I logged into my router's administrative console and sure enough, right there in the logs was a DNS error.

Mar 25 21:44:03 dnsmasq[31700]: nameserver 208.76.152.1 refused to do a recursive query

I was still using the default upstream DNS given by my ISP and it was refusing recursive DNS queries. My OS wasn't running a caching DNS resolver locally, so I was totally at the mercy of my router. When the router went out to lunch trying to satisfy a DNS request my connections did too.

Curiously, only one of the two nameservers my router was configured to use appeared in the logs with that error message. Not knowing exactly how the router manufacturer configured DNSMasq or how the upstream DNS servers were configured my working hypothesis is that the one refusing recursive queries was the primary and requests that weren't cached always had to go to two servers.

My assumption is that DNSMasq is pretty badly misconfigured on my router as I wouldn't expect router.asus.com to even need a recursive query. Ultimately I should probably run my own local DNS. Maybe I'll even take trust-dns for a spin. That would be a long-term project though, so I opted instead to simply change my nameservers to Google's public ones. The problem finally went away once recursive queries were being supported!

Measuring Success

Once I was confident I'd fixed the problem I ran the same chart generation commands as before, being careful to set OUTPUT_FILE="after.csv" so as not to overwrite my previous data.

HTTP GET by IP vs. HTTP GET by Hostname After the Fix
HTTP GET by IP vs. HTTP GET by Hostname after the fix. View full size.

Much better! Even the most extreme request was under two tenths of a second. Just how much did the situation improve though? I wrote one last script to find out.

#!/usr/bin/env zsh
function percent_failures() {
    local file="${1}"
    local pattern="${2}"
    local num_failures=$(grep $pattern $file | wc -l)
    local num_results=$(wc -l $file | cut -d\  -f1)
    echo "scale=4; ${num_failures} / ${num_results} * 100" | bc -l
}

percent_failures before.csv '5\.'
percent_failures after.csv '5\.'

Prior to fixing the issue 11.66% of all requests took longer than 5 seconds. After applying the fix that dropped to 0.13%. I'd say that's a noticeable improvement!

Bonus

In case you were curious about how the It's Always DNS diagram above was generated, here's the Graphviz source and dot command to reproduce it.

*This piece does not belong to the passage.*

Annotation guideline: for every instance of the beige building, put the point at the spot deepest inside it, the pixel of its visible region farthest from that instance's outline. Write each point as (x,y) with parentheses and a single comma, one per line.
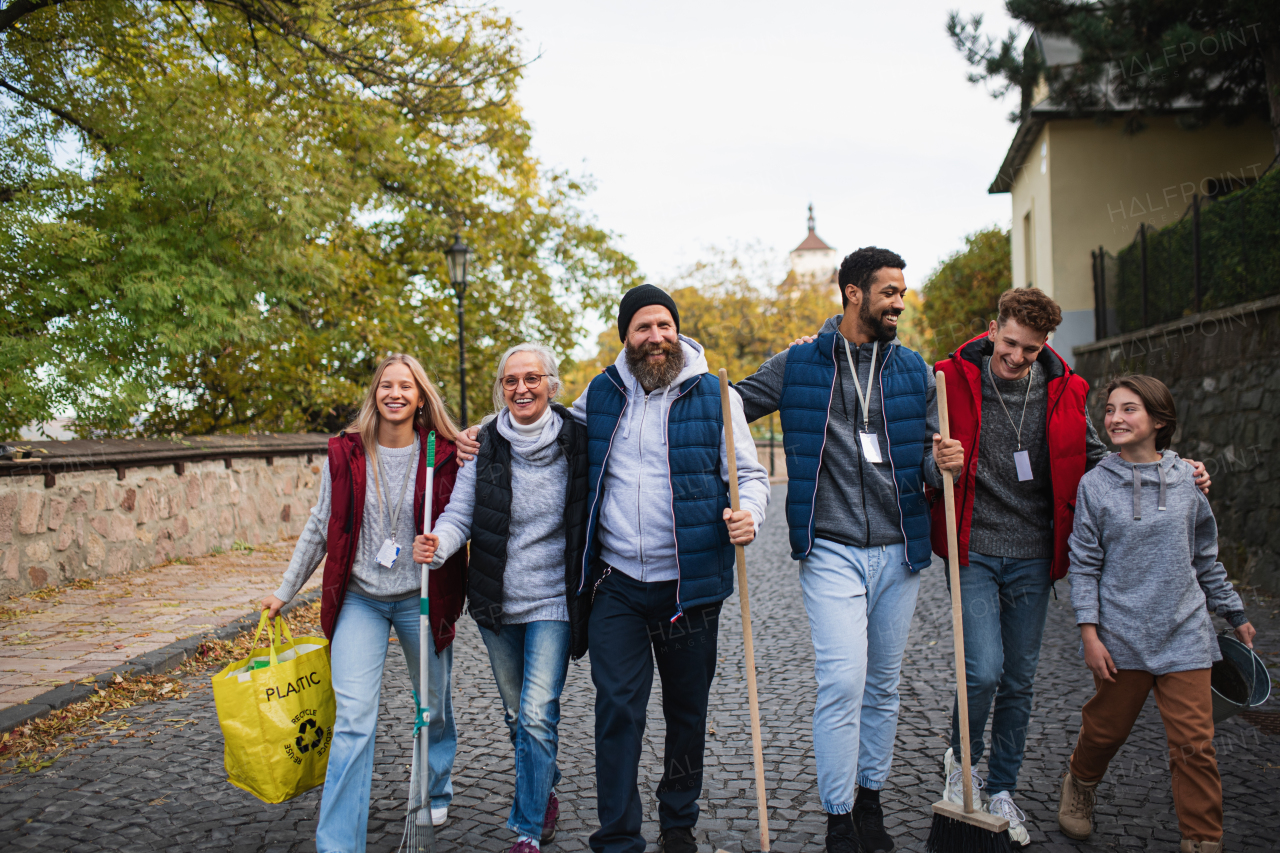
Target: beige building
(1078,183)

// File: its-always-dns.dot

digraph G {
    graph [ splines=ortho nodesep=2 fontcolor="#fdf4c1" ];
    node [ style=filled color="#282828" fillcolor="#282828", fontcolor="#fdf4c1" ];
    edge [ color="#282828" fontcolor="#282828" ];

    is_it_dns [shape=diamond label="Is it DNS?"];
    check_bad_records [shape=box label="Check DNS for Bad Records"];
    is_it_resolved [shape=diamond label="Is the Issue Resolved?"];
    you_missed_something [shape=box label="You Obviously Missed Something"];
    its_always_dns [shape=box label="It's Always DNS"];

    is_it_dns -> check_bad_records [xlabel="Yes"];
    check_bad_records -> is_it_resolved;
    is_it_resolved -> its_always_dns [xlabel="Yes"];
    is_it_resolved -> you_missed_something [xlabel="No"];
    you_missed_something -> check_bad_records;
    you_missed_something -> is_it_dns [xlabel="No"];
}
#!/usr/bin/env zsh
dot -Tsvg its-always-dns.dot -o its-always-dns.svg

In the interest of making this post maximally reproducible I've put all the raw data and scripts used in this post in a GitHub repo for anyone who wants to play with them on their own network.